Когда Кэйсин подошла к пауку и взяла его, то никак не могла разжать кулак, будто дух её отлетел далеко-далеко. Все испугались, пытались разжать ей кулак, но ничего сделать не смогли. И тут бог через жрицу явил следующее: «В прошлый раз Кэйсин пригласили во дворец Эммы, но поскольку умирать ей было рано, она вернулась. Однако многие говорили: „Это неправда“.» Поскольку таких людей было немало, её снова призвали к Эмме. Когда она прибыла во дворец, Эмма сказал ей: «В прошлый раз, когда ты попала сюда, твоя карма была хорошая, и я позволил тебе уйти. После этого ты по моему наущению творила „упреждающие молитвы“, и это очень хорошее дело. Благое. Однако люди не верят тебе. В прошлый раз я поставил тебе на лоб печать, теперь она истёрлась и не видна. Сейчас я поставлю оттиск на твоей ладони. Пользуясь им, такую печать следует вырезать из дерева, сделать с неё оттиски и предъявлять людям». Сказав так, Эмма поставил печать на ладонь Кэйсин.

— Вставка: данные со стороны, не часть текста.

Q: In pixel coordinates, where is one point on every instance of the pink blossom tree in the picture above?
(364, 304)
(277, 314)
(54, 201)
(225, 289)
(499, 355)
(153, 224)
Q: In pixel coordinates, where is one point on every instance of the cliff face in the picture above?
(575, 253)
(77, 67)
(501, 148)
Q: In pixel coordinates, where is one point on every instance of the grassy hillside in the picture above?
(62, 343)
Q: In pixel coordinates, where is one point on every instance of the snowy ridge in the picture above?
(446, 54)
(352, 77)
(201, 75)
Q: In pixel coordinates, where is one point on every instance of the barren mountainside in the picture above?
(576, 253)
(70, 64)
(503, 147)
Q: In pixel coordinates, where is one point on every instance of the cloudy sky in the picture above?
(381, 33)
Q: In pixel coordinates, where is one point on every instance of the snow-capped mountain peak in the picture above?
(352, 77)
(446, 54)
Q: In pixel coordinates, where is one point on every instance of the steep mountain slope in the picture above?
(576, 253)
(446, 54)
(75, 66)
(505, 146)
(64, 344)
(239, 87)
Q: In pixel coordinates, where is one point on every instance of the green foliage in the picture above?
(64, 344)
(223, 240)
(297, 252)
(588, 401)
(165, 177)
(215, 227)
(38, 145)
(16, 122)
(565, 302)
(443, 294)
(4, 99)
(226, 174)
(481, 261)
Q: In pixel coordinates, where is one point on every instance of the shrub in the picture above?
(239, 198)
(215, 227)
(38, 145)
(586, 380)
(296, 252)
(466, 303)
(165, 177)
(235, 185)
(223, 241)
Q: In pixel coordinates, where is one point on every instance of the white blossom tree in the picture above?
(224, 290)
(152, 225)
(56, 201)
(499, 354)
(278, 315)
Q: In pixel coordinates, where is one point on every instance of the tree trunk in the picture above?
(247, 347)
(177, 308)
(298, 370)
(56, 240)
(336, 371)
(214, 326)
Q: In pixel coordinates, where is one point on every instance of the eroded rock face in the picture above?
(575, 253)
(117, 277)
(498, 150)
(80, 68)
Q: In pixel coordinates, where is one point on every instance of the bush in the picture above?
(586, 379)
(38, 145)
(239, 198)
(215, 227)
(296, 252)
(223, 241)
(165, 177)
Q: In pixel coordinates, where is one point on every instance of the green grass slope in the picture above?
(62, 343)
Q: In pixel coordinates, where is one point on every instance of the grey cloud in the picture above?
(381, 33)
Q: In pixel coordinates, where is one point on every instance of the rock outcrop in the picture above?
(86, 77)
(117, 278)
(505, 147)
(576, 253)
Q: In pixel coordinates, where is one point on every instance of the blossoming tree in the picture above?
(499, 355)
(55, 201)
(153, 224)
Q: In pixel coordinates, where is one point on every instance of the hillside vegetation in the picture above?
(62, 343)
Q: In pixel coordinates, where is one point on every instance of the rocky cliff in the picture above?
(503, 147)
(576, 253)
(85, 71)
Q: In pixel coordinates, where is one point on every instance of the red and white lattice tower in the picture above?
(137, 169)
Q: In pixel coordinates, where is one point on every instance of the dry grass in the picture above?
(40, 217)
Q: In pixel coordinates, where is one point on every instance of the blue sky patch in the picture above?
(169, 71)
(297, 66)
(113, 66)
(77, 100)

В тот же день вечером — в час Собаки, Кэйсин вздохнула, её дыхание восстановилось, она разжала кулак, там были голубые мощи[445], испускавшие свет.

В следующем году творили упреждающие молитвы, в течение десяти дней читали тысячу сутр. В это время и были предъявлены мощи, и тогда многие встали на путь веры. На восьмой день явился некий монах. «В этом храме нет изображения Эммы. Я вырежу статую и подарю храму», — сказал он. Монах стал искать подходящее Для скульптуры дерево[446]. Оказалось, что прямо за храмом растёт такое дерево. Монах с утра до вечера работал ножом, вырезал старую. Все были ему благодарны, а монах, как был, только кончил работу, тут же и исчез.

— Должно быть, это сам Эмма появился и сделал сам себя, — восхищённо говорили кругом.

А ту печать, которая была на руке Кэйсин, показали высокомудрому Гэппо, с неё сделали оттиски и показывали людям.

После своего воскрешения Кэйсин собственноручно записала то, что видела и слышала, однако во время одной смуты записи пропали. Я был близок к воскресшей, поэтому переписал записи и теперь преподношу их. Недостающие части я восстановил и преподношу этот дар от всего сердца, пусть рукопись хранится в храме Тёходзи.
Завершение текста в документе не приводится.